Cadets get realistic battle training
Tuesday, March 26, 2002
By: by Brian McNeill

Members of Virginia Tech and Radford University’s Army ROTC programs spent Saturday in the woods firing automatic weapons and taking cover from simulated artillery fire.

Saturday was the New River Battalion’s annual Spring Field Training Exercise, a realistic battle simulation complete with M-16’s, smoke grenades and Chinook helicopters.

Held at Tech’s Kentland Farms, the FTX gives cadets a chance to use their military science classroom skills in various mock battle scenarios.

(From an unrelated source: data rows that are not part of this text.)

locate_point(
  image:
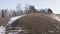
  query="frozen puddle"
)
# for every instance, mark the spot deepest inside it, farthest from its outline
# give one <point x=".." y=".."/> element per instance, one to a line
<point x="13" y="19"/>
<point x="3" y="28"/>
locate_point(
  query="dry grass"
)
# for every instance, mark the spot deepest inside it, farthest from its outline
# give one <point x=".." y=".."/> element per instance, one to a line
<point x="36" y="23"/>
<point x="4" y="21"/>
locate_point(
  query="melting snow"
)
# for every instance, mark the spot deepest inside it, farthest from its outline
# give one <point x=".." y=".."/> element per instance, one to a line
<point x="2" y="30"/>
<point x="13" y="19"/>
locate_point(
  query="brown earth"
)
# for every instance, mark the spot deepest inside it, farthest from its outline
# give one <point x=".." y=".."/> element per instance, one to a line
<point x="37" y="23"/>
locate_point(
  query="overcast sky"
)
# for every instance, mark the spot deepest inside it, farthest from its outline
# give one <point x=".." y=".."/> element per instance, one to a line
<point x="11" y="4"/>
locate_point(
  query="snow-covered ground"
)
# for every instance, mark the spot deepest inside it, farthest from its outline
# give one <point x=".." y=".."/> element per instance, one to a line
<point x="56" y="17"/>
<point x="2" y="30"/>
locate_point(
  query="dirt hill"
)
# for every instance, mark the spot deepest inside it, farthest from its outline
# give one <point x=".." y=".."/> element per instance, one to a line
<point x="38" y="24"/>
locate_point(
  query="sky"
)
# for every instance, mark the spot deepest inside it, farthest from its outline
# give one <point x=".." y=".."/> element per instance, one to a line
<point x="39" y="4"/>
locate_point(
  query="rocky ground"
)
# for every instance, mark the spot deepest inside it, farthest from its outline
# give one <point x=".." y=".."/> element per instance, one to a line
<point x="38" y="23"/>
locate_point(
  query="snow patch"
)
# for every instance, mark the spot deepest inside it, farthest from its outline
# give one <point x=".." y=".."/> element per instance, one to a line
<point x="13" y="19"/>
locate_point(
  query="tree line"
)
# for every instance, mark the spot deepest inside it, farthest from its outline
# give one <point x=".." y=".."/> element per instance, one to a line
<point x="28" y="9"/>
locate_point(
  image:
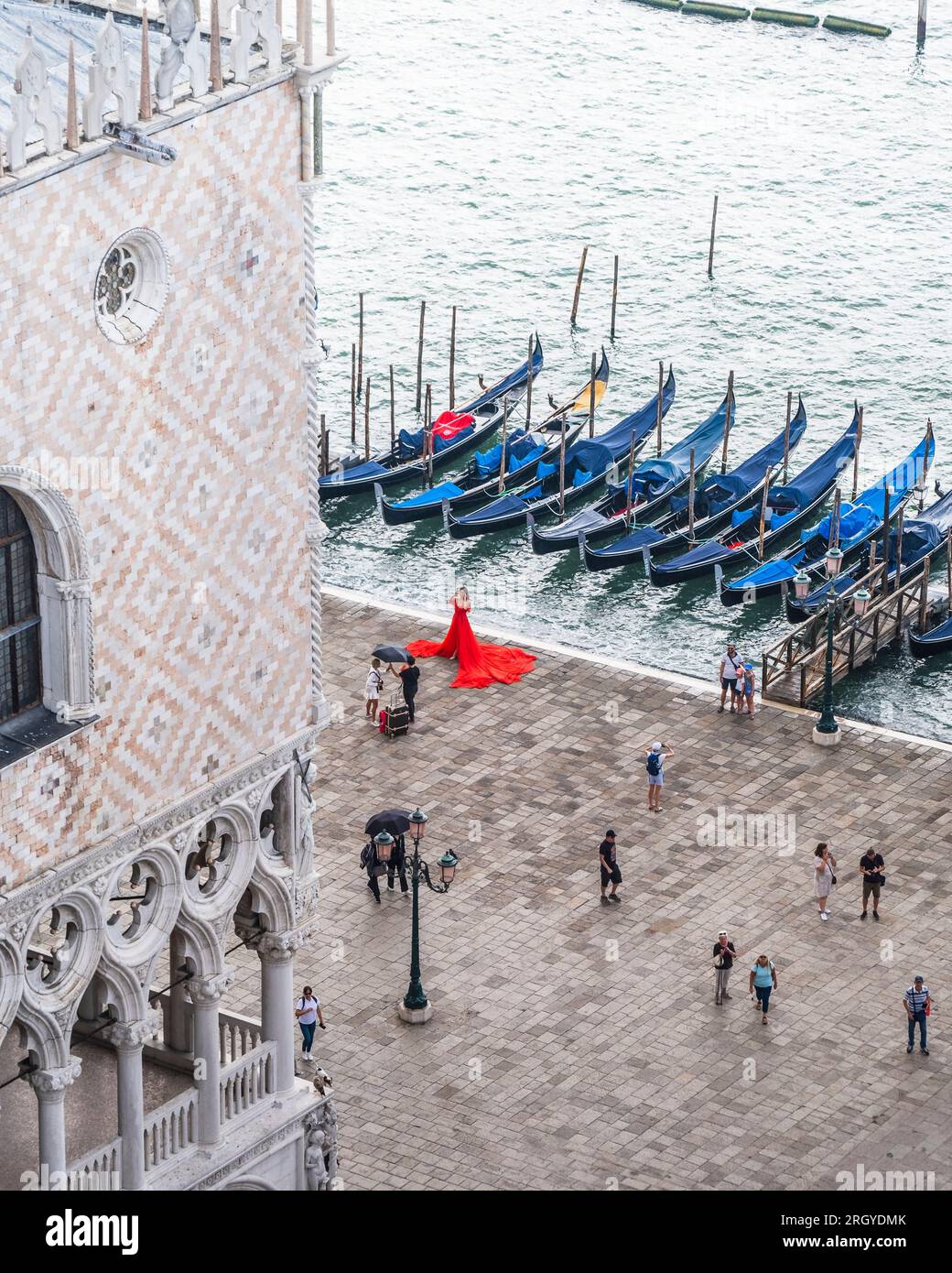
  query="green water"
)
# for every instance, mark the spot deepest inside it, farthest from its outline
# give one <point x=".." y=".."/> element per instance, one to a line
<point x="473" y="149"/>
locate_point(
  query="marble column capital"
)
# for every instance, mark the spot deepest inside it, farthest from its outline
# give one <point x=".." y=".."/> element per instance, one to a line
<point x="130" y="1035"/>
<point x="48" y="1083"/>
<point x="206" y="991"/>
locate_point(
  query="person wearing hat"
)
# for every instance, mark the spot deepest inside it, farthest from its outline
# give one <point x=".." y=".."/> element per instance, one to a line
<point x="918" y="1006"/>
<point x="730" y="665"/>
<point x="611" y="875"/>
<point x="723" y="963"/>
<point x="654" y="763"/>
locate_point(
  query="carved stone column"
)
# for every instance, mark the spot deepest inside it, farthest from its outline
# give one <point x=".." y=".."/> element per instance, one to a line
<point x="127" y="1039"/>
<point x="276" y="953"/>
<point x="206" y="993"/>
<point x="49" y="1086"/>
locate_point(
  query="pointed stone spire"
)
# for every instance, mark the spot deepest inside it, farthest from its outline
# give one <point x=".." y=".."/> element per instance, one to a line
<point x="71" y="104"/>
<point x="215" y="54"/>
<point x="146" y="72"/>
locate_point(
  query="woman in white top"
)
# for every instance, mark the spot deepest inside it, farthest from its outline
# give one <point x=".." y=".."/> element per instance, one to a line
<point x="307" y="1009"/>
<point x="824" y="877"/>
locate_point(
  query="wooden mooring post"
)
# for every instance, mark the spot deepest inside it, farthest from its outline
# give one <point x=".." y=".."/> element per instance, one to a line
<point x="578" y="286"/>
<point x="419" y="356"/>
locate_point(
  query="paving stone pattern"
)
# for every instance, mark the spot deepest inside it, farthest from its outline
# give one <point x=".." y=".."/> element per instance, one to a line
<point x="577" y="1045"/>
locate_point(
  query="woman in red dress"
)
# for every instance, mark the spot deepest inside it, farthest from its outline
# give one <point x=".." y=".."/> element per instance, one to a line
<point x="479" y="663"/>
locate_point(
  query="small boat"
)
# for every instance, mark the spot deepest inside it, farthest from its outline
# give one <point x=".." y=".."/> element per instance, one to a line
<point x="786" y="506"/>
<point x="716" y="502"/>
<point x="525" y="451"/>
<point x="453" y="434"/>
<point x="860" y="521"/>
<point x="652" y="485"/>
<point x="923" y="536"/>
<point x="936" y="642"/>
<point x="587" y="462"/>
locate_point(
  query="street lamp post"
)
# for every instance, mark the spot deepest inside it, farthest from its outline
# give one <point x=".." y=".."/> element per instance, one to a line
<point x="415" y="1007"/>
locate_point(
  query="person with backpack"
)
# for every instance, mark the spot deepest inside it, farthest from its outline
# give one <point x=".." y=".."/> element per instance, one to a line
<point x="307" y="1009"/>
<point x="763" y="980"/>
<point x="654" y="763"/>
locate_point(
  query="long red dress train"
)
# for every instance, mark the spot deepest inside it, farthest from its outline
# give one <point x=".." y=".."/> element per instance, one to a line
<point x="480" y="665"/>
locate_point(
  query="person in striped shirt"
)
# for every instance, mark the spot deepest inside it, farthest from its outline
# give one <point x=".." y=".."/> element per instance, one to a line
<point x="916" y="1004"/>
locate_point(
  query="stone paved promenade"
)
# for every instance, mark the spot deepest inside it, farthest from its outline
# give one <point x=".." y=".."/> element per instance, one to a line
<point x="577" y="1045"/>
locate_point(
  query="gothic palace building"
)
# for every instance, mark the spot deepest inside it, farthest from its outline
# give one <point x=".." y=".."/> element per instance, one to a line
<point x="159" y="590"/>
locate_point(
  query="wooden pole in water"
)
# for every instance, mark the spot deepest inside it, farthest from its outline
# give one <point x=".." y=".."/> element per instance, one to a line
<point x="690" y="495"/>
<point x="786" y="436"/>
<point x="710" y="254"/>
<point x="352" y="395"/>
<point x="528" y="385"/>
<point x="578" y="286"/>
<point x="392" y="411"/>
<point x="899" y="548"/>
<point x="590" y="400"/>
<point x="630" y="477"/>
<point x="561" y="475"/>
<point x="367" y="420"/>
<point x="613" y="297"/>
<point x="763" y="515"/>
<point x="452" y="362"/>
<point x="361" y="345"/>
<point x="502" y="457"/>
<point x="727" y="419"/>
<point x="419" y="356"/>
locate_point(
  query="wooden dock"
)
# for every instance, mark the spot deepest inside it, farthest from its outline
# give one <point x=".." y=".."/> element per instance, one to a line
<point x="795" y="669"/>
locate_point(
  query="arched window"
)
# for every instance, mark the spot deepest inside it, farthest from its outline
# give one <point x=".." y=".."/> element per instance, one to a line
<point x="20" y="679"/>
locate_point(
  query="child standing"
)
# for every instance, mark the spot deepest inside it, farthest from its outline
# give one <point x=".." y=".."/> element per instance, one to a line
<point x="372" y="691"/>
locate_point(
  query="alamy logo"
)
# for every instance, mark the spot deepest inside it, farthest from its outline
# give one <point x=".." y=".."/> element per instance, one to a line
<point x="885" y="1181"/>
<point x="723" y="830"/>
<point x="69" y="1230"/>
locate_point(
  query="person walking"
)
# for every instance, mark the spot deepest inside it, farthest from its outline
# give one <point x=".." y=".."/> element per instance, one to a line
<point x="918" y="1006"/>
<point x="607" y="862"/>
<point x="871" y="867"/>
<point x="409" y="676"/>
<point x="824" y="877"/>
<point x="372" y="691"/>
<point x="723" y="963"/>
<point x="763" y="982"/>
<point x="730" y="668"/>
<point x="308" y="1012"/>
<point x="654" y="763"/>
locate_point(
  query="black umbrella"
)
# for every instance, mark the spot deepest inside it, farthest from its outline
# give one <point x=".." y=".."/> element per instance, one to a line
<point x="394" y="820"/>
<point x="391" y="653"/>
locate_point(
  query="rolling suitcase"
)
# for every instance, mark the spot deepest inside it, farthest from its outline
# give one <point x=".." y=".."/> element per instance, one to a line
<point x="397" y="718"/>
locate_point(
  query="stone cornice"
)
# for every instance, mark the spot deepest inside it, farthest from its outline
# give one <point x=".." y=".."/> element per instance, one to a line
<point x="81" y="871"/>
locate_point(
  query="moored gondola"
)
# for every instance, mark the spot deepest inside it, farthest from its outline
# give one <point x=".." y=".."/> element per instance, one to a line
<point x="785" y="508"/>
<point x="525" y="451"/>
<point x="860" y="522"/>
<point x="453" y="434"/>
<point x="717" y="499"/>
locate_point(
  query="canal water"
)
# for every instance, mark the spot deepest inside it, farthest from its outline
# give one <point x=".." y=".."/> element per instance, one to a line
<point x="473" y="147"/>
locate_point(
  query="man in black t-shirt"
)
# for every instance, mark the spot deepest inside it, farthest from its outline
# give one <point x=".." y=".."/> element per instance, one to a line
<point x="611" y="875"/>
<point x="410" y="679"/>
<point x="871" y="867"/>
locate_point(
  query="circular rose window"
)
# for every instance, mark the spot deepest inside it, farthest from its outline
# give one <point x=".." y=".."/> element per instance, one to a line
<point x="131" y="287"/>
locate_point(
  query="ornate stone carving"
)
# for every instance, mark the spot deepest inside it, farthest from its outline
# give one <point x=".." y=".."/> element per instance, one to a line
<point x="46" y="1081"/>
<point x="254" y="20"/>
<point x="32" y="107"/>
<point x="209" y="989"/>
<point x="110" y="77"/>
<point x="181" y="46"/>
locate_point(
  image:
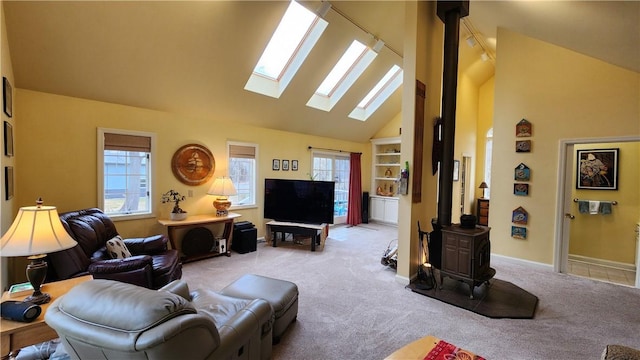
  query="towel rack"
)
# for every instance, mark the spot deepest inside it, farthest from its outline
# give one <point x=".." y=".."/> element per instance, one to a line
<point x="612" y="202"/>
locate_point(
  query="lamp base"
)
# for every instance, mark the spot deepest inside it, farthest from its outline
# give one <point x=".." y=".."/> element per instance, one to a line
<point x="222" y="205"/>
<point x="36" y="273"/>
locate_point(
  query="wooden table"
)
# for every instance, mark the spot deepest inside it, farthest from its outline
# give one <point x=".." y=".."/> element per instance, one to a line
<point x="198" y="220"/>
<point x="415" y="350"/>
<point x="317" y="232"/>
<point x="16" y="335"/>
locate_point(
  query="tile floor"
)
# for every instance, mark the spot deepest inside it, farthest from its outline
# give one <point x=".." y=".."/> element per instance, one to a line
<point x="603" y="273"/>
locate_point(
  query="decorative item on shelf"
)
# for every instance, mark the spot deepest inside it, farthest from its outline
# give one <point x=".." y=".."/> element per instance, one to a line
<point x="36" y="231"/>
<point x="222" y="188"/>
<point x="173" y="196"/>
<point x="193" y="164"/>
<point x="523" y="128"/>
<point x="522" y="172"/>
<point x="484" y="187"/>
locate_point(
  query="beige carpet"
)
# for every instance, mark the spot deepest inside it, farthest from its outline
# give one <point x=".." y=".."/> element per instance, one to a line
<point x="351" y="306"/>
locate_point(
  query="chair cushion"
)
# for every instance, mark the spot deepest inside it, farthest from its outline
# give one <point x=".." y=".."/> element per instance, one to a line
<point x="218" y="307"/>
<point x="117" y="248"/>
<point x="101" y="302"/>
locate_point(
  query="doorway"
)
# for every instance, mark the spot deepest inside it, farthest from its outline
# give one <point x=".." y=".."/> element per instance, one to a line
<point x="334" y="167"/>
<point x="599" y="243"/>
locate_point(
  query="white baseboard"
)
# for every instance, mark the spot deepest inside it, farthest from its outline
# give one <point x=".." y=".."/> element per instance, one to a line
<point x="523" y="261"/>
<point x="602" y="262"/>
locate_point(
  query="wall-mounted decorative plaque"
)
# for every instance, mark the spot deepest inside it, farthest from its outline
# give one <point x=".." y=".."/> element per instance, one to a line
<point x="193" y="164"/>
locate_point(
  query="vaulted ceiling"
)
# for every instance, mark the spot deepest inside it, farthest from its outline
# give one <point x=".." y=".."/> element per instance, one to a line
<point x="194" y="57"/>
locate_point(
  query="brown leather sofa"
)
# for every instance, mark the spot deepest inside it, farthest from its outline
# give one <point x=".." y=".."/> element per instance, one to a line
<point x="103" y="319"/>
<point x="151" y="265"/>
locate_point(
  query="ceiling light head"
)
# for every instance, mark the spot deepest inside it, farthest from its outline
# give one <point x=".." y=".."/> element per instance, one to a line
<point x="471" y="41"/>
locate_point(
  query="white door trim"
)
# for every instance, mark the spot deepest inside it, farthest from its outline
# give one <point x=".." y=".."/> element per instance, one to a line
<point x="563" y="199"/>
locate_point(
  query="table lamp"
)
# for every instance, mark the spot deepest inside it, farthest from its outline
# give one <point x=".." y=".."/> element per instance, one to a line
<point x="36" y="231"/>
<point x="222" y="187"/>
<point x="483" y="186"/>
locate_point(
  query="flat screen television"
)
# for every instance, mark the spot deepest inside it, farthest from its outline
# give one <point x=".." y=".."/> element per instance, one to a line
<point x="301" y="201"/>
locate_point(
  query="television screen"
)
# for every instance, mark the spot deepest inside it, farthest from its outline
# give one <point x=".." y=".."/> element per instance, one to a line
<point x="301" y="201"/>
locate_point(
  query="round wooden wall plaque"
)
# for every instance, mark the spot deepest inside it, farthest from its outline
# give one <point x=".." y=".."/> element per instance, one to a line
<point x="193" y="164"/>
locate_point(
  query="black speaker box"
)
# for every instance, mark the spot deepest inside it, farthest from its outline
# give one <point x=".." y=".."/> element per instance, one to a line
<point x="365" y="207"/>
<point x="20" y="311"/>
<point x="245" y="237"/>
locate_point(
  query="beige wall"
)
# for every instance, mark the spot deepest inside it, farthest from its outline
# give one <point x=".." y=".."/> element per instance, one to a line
<point x="485" y="122"/>
<point x="565" y="95"/>
<point x="465" y="144"/>
<point x="58" y="153"/>
<point x="609" y="237"/>
<point x="8" y="208"/>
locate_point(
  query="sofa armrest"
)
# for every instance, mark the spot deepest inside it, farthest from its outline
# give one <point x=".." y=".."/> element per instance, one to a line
<point x="113" y="266"/>
<point x="147" y="245"/>
<point x="252" y="319"/>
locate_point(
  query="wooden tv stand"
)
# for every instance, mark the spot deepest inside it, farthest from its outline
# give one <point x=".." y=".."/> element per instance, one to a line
<point x="318" y="232"/>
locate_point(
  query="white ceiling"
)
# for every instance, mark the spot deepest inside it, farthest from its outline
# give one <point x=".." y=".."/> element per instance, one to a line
<point x="194" y="57"/>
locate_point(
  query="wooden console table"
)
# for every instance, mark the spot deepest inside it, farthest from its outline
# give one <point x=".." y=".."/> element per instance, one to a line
<point x="317" y="232"/>
<point x="17" y="335"/>
<point x="198" y="220"/>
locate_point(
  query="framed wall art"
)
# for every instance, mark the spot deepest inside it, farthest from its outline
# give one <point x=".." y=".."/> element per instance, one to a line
<point x="597" y="169"/>
<point x="193" y="164"/>
<point x="8" y="139"/>
<point x="521" y="189"/>
<point x="522" y="173"/>
<point x="7" y="96"/>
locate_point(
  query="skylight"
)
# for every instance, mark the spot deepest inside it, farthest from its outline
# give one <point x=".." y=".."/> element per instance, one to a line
<point x="389" y="83"/>
<point x="293" y="39"/>
<point x="346" y="71"/>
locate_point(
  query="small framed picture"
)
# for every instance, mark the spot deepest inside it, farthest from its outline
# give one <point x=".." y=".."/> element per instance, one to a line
<point x="597" y="169"/>
<point x="521" y="189"/>
<point x="8" y="182"/>
<point x="8" y="139"/>
<point x="523" y="146"/>
<point x="456" y="170"/>
<point x="7" y="96"/>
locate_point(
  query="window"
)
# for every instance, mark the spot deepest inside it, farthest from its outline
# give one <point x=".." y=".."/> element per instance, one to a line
<point x="347" y="70"/>
<point x="242" y="171"/>
<point x="488" y="150"/>
<point x="292" y="41"/>
<point x="124" y="172"/>
<point x="389" y="83"/>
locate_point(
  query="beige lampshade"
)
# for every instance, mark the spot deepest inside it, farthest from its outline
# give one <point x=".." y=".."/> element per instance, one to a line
<point x="35" y="230"/>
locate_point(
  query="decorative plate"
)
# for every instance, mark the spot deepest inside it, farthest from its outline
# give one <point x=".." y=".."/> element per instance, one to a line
<point x="193" y="164"/>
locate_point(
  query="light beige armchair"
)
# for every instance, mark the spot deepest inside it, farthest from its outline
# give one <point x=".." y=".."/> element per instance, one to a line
<point x="105" y="319"/>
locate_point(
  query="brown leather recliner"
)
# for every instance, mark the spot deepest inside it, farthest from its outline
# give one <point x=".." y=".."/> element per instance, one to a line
<point x="151" y="265"/>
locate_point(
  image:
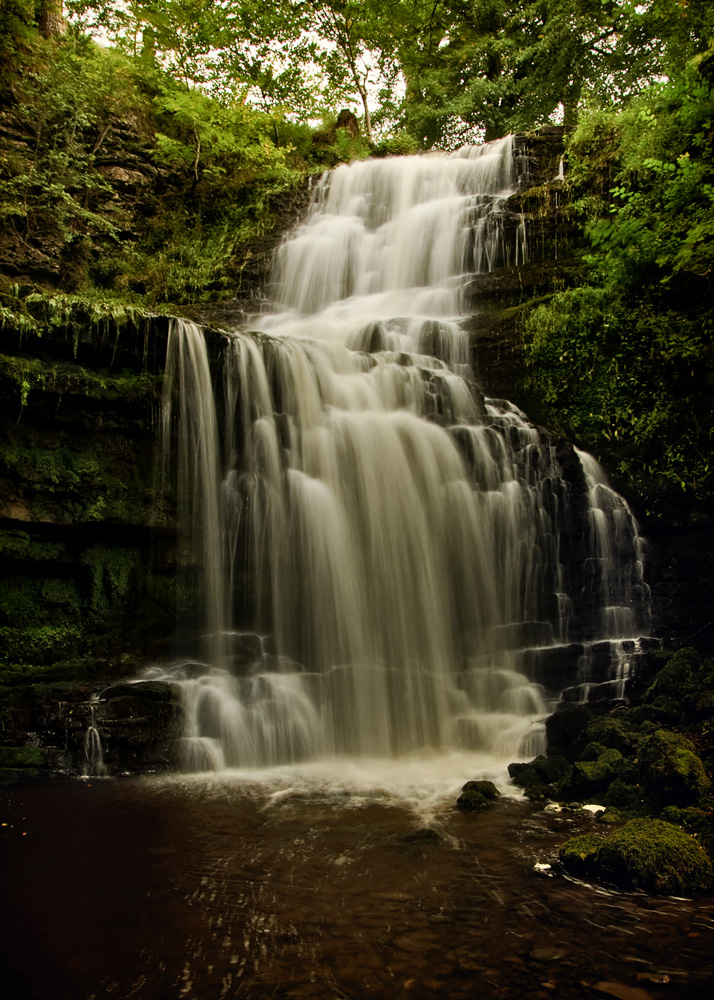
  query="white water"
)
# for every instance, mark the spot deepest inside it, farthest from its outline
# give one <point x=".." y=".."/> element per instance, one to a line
<point x="402" y="533"/>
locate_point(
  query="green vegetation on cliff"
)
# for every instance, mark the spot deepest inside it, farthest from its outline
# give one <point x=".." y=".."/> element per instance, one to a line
<point x="624" y="362"/>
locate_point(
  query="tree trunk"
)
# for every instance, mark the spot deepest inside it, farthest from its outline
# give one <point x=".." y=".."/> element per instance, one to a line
<point x="367" y="117"/>
<point x="51" y="19"/>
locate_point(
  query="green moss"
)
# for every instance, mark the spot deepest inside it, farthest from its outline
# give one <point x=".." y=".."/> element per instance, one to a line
<point x="651" y="854"/>
<point x="22" y="546"/>
<point x="577" y="855"/>
<point x="477" y="795"/>
<point x="693" y="820"/>
<point x="18" y="775"/>
<point x="677" y="678"/>
<point x="672" y="771"/>
<point x="612" y="732"/>
<point x="39" y="644"/>
<point x="74" y="486"/>
<point x="30" y="375"/>
<point x="23" y="757"/>
<point x="113" y="575"/>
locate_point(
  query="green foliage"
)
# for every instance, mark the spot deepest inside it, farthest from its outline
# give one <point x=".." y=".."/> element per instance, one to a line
<point x="654" y="855"/>
<point x="39" y="644"/>
<point x="672" y="770"/>
<point x="624" y="362"/>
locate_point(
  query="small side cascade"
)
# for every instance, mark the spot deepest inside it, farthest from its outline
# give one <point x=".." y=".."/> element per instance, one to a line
<point x="614" y="577"/>
<point x="94" y="766"/>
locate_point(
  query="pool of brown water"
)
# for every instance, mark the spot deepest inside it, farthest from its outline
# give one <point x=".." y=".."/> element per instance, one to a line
<point x="206" y="889"/>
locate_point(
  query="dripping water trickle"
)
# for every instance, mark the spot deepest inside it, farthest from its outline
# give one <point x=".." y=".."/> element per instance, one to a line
<point x="94" y="766"/>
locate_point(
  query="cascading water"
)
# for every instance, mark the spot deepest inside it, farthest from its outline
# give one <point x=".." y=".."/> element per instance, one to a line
<point x="402" y="534"/>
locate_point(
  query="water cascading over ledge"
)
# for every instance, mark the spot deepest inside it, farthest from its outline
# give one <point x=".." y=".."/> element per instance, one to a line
<point x="406" y="537"/>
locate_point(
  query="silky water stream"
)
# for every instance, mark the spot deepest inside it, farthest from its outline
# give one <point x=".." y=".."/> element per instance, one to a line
<point x="399" y="579"/>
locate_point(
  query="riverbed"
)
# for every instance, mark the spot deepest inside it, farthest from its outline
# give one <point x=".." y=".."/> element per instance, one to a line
<point x="319" y="883"/>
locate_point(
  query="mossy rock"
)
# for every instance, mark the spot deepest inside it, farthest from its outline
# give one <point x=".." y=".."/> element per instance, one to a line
<point x="612" y="815"/>
<point x="627" y="795"/>
<point x="15" y="757"/>
<point x="477" y="795"/>
<point x="592" y="777"/>
<point x="678" y="677"/>
<point x="592" y="751"/>
<point x="693" y="820"/>
<point x="525" y="777"/>
<point x="18" y="775"/>
<point x="541" y="777"/>
<point x="565" y="729"/>
<point x="672" y="771"/>
<point x="578" y="855"/>
<point x="613" y="732"/>
<point x="654" y="855"/>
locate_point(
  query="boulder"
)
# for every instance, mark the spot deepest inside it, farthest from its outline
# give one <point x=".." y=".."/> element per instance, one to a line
<point x="672" y="771"/>
<point x="477" y="795"/>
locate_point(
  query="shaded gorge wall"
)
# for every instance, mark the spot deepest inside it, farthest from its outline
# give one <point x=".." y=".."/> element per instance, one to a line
<point x="98" y="570"/>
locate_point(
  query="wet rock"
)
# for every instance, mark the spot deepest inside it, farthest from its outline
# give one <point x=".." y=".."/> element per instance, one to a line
<point x="151" y="690"/>
<point x="139" y="724"/>
<point x="552" y="954"/>
<point x="19" y="757"/>
<point x="621" y="991"/>
<point x="672" y="770"/>
<point x="590" y="777"/>
<point x="245" y="650"/>
<point x="563" y="729"/>
<point x="578" y="854"/>
<point x="477" y="795"/>
<point x="644" y="854"/>
<point x="541" y="777"/>
<point x="424" y="835"/>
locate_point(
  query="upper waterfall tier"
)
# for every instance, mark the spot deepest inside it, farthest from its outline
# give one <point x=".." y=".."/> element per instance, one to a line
<point x="409" y="543"/>
<point x="386" y="247"/>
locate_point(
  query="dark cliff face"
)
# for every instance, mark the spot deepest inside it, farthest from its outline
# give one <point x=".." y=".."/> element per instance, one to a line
<point x="86" y="533"/>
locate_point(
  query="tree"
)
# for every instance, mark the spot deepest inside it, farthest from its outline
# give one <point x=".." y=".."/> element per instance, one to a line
<point x="50" y="18"/>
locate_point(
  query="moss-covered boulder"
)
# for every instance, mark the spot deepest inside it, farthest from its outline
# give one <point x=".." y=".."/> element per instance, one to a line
<point x="578" y="855"/>
<point x="676" y="678"/>
<point x="613" y="732"/>
<point x="477" y="795"/>
<point x="654" y="855"/>
<point x="541" y="777"/>
<point x="590" y="777"/>
<point x="672" y="771"/>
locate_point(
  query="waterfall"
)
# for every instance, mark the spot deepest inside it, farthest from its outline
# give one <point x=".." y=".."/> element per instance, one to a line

“It’s definitely more fun than doing it on campus,” said Jeffrey Pace, a member of Tech’s Corps of Cadets and a sophomore general engineering major. “It’s more realistic doing it out in the woods. It’s like a camping trip.”

The cadets, dressed in full camouflage and armed with M-16’s, spent the day being evaluated for their leadership, problem solving and technical skills.

Broken into patrols, the cadets would rotate through different scenarios. Juniors would lead the underclassmen in fighting against seniors.

In one scenario, a patrol of cadets traveled through the woods, not knowing what they would encounter. Their enemy, the seniors, led them into a kill zone with multiple machine guns on top of a hill.

The cadets had to take out each position, shoot the enemy with blanks and search their bodies for intelligence.

In another scenario, the patrol of cadets had to raid a supply station — a small camp of seniors barbecuing shish kabobs. The cadets attempted to sneak up on the camp to shoot the seniors, but met heavy resistance from the

seniors’ M-16’s and fake grenades.

After the cadets had experienced each battle scenario, they met up with the other patrols and were taken back to campus via Chinook helicopters.

Chris Berge, the Army ROTC program’s press liaison and a senior forestry major, said FTX is one of the final stepping stones for the juniors before their major test at the Fort Lewis Advance Camp in Washington during the summer.

“It’s one of the building blocks to prepare you to be evaluated,” he said. “They evaluate you for your leadership potential and prepare you to be an officer.”

Going to advance camp is required of all Army ROTC programs, Berge said. Cadets at the camp are evaluated for physical fitness, marksmanship, land navigation and leadership.